Intorno all’Ilva di Taranto stanno coltivando la cannabis per bonificare i terreni

Il 26 aprile del 1986, con l’esplosione del reattore numero 4 della centrale nucleare di Chernobyl, ebbe luogo la più grave tragedia nucleare della storia dell’umanità, che causò – nel corso degli anni – una spirale di decessi ancora oggi difficile da quantificare.

La nube radioattiva costrinse all’evacuazione centinaia di migliaia di persone, e portò il governo a decretare il divieto di coltivazione per tutti i campi agricoli della regione, impregnati di sostanze tossiche.

Nel 1989 l’Agenzia Internazionale per l’Energia Atomica effettuò uno screen dei terreni racchiusi nel raggio di 100 chilometri dal reattore: i risultati evidenziarono la presenza di materiale radioattivo e di altre sostanze tossiche—quali cesio 137, plutonio e stronzio, elementi fatali per la salute umana.
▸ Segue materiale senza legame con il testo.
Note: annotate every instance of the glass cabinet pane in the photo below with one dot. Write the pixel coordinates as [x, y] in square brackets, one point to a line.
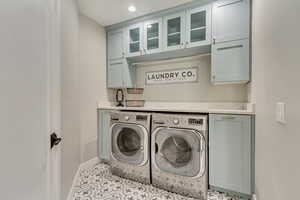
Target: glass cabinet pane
[134, 44]
[153, 36]
[134, 35]
[174, 34]
[198, 26]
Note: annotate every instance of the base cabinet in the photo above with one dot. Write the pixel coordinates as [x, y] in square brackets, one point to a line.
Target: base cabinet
[231, 153]
[104, 134]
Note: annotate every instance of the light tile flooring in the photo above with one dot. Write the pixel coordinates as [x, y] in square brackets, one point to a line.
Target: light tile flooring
[97, 183]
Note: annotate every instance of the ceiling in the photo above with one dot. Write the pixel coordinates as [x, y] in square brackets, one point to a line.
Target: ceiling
[108, 12]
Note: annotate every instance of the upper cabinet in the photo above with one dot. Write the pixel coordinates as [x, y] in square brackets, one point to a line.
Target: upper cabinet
[174, 31]
[134, 40]
[231, 20]
[198, 26]
[221, 28]
[119, 73]
[115, 47]
[231, 36]
[153, 36]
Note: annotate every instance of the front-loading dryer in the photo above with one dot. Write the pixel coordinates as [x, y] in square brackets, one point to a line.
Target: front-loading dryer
[179, 154]
[130, 144]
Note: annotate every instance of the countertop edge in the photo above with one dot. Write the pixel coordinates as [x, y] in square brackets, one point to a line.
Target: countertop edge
[178, 110]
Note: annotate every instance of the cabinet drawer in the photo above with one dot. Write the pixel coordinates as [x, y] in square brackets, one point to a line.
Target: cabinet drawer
[230, 62]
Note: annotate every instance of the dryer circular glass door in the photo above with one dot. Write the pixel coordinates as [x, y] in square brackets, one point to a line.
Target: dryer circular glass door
[179, 151]
[129, 143]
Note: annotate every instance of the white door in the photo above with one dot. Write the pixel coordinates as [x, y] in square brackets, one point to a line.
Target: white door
[28, 64]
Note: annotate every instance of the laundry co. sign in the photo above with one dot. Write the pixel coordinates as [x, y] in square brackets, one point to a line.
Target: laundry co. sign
[172, 76]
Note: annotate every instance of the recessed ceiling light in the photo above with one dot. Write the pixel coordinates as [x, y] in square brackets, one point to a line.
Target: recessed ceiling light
[132, 8]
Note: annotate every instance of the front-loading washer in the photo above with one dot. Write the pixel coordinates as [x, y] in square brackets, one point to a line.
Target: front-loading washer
[130, 144]
[179, 154]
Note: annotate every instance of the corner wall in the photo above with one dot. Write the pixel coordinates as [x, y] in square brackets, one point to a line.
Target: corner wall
[70, 94]
[92, 69]
[276, 70]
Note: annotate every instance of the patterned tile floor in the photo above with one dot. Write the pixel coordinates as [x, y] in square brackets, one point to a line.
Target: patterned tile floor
[98, 183]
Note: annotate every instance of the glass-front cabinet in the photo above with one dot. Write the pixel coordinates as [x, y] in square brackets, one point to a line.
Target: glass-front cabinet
[174, 31]
[198, 26]
[153, 36]
[134, 44]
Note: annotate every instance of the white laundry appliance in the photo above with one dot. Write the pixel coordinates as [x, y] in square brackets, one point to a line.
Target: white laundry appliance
[130, 145]
[179, 153]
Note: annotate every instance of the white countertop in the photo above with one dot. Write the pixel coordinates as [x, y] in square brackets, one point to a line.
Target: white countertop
[218, 108]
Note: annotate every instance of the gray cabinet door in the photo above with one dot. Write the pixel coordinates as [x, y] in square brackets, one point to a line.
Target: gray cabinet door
[104, 140]
[230, 152]
[115, 42]
[230, 62]
[134, 43]
[129, 76]
[230, 20]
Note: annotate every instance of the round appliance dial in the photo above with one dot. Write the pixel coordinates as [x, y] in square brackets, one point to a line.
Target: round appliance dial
[176, 121]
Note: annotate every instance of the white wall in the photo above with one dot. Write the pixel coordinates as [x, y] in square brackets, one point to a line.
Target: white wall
[92, 50]
[70, 93]
[201, 91]
[24, 99]
[276, 70]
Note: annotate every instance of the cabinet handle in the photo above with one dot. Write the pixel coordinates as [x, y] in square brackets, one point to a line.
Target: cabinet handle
[230, 3]
[230, 47]
[228, 118]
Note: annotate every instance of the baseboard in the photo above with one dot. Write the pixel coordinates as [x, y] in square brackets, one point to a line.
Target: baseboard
[85, 165]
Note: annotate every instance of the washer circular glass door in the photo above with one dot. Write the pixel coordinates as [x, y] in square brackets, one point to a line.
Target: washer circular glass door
[180, 151]
[128, 143]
Negli anni successivi si moltiplicarono le iniziative di messa in sicurezza dell’area, tra trasferimento dei pascoli, introduzione di colture “resistenti” alle tossine, e progetti di bonifica per la riqualificazione dei campi.
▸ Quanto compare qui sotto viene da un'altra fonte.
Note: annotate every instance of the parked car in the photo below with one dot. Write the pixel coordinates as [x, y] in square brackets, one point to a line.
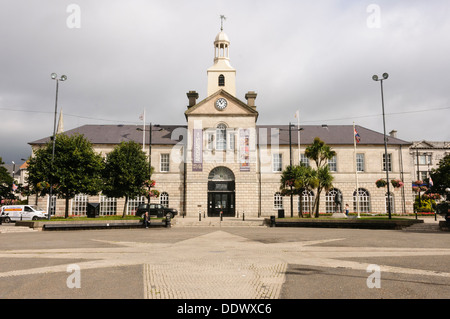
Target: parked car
[156, 210]
[21, 212]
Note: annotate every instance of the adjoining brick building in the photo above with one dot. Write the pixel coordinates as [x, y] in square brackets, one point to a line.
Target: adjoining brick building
[221, 160]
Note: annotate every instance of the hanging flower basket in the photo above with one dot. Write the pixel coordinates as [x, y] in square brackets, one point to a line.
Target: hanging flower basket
[432, 196]
[397, 183]
[381, 183]
[154, 193]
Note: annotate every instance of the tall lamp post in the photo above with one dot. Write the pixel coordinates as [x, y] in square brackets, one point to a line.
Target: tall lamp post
[386, 166]
[150, 149]
[62, 78]
[290, 161]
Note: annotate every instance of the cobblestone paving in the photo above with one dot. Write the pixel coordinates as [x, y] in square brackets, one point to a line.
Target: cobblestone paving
[212, 265]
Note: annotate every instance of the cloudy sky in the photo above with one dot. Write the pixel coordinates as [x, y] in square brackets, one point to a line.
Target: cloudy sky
[124, 56]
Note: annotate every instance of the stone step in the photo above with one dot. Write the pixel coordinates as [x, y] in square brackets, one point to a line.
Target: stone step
[423, 227]
[15, 229]
[211, 222]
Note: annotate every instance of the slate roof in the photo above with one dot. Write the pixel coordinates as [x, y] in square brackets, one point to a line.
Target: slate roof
[331, 134]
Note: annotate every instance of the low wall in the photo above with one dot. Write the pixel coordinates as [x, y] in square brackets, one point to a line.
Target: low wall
[344, 223]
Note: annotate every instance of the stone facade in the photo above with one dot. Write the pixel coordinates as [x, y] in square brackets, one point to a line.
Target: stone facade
[222, 135]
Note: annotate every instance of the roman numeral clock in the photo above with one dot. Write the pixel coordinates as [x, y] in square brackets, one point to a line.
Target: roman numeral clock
[221, 104]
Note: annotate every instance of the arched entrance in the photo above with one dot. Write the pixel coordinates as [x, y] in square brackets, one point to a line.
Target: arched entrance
[221, 195]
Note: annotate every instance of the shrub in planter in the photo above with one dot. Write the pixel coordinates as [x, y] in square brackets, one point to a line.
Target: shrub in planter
[397, 183]
[381, 183]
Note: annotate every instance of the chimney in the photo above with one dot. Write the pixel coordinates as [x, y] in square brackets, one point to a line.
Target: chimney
[192, 96]
[393, 133]
[251, 97]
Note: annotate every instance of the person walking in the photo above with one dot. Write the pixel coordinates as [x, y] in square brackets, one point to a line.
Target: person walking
[146, 219]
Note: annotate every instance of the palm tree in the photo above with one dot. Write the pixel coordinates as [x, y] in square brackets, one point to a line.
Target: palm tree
[320, 153]
[296, 179]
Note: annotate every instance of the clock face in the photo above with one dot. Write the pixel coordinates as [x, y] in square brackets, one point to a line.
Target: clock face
[221, 104]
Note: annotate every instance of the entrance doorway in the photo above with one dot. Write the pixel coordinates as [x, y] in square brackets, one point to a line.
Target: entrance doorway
[221, 193]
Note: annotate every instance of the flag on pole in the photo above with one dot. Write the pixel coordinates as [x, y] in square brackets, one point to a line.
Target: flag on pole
[142, 118]
[357, 137]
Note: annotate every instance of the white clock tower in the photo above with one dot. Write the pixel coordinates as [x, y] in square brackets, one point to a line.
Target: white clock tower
[222, 76]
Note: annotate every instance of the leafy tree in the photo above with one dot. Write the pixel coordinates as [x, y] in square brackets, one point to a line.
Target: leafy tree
[320, 153]
[441, 176]
[6, 182]
[76, 168]
[296, 179]
[126, 172]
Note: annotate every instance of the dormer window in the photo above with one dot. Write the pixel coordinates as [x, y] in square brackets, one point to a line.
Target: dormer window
[221, 80]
Uno di questi – nel 1998 – fu quello della Phytotech, una società americana di biotecnologia ambientale, che assieme all’Ukraine’s Institute of Bast Crops avviò un progetto sperimentale basato sulla tecnica delfitorisanamento.

Come si legge sul sito dell’UNEP, consiste “nell’uso diretto di piante verdi viventi per la rimozione, la decomposizione, o il contenimento dei contaminanti nel suolo, nei fanghi, nei sedimenti e nelle acque superficiali e sotterranee.”

In pratica, si tratta di coltivare i terreni inquinati con alcuni tipi di piante che, in virtù della loro opera bonificante, assorbono le sostanze tossiche rendendole poi innocue.

Esistono una decina di piante in grado di svolgere questa funzione, dal girasole alla senape indiana, dal vetiver al pioppo, fino alla canapa. E nel caso di Chernobyl, venne utilizzata proprio quest’ultima.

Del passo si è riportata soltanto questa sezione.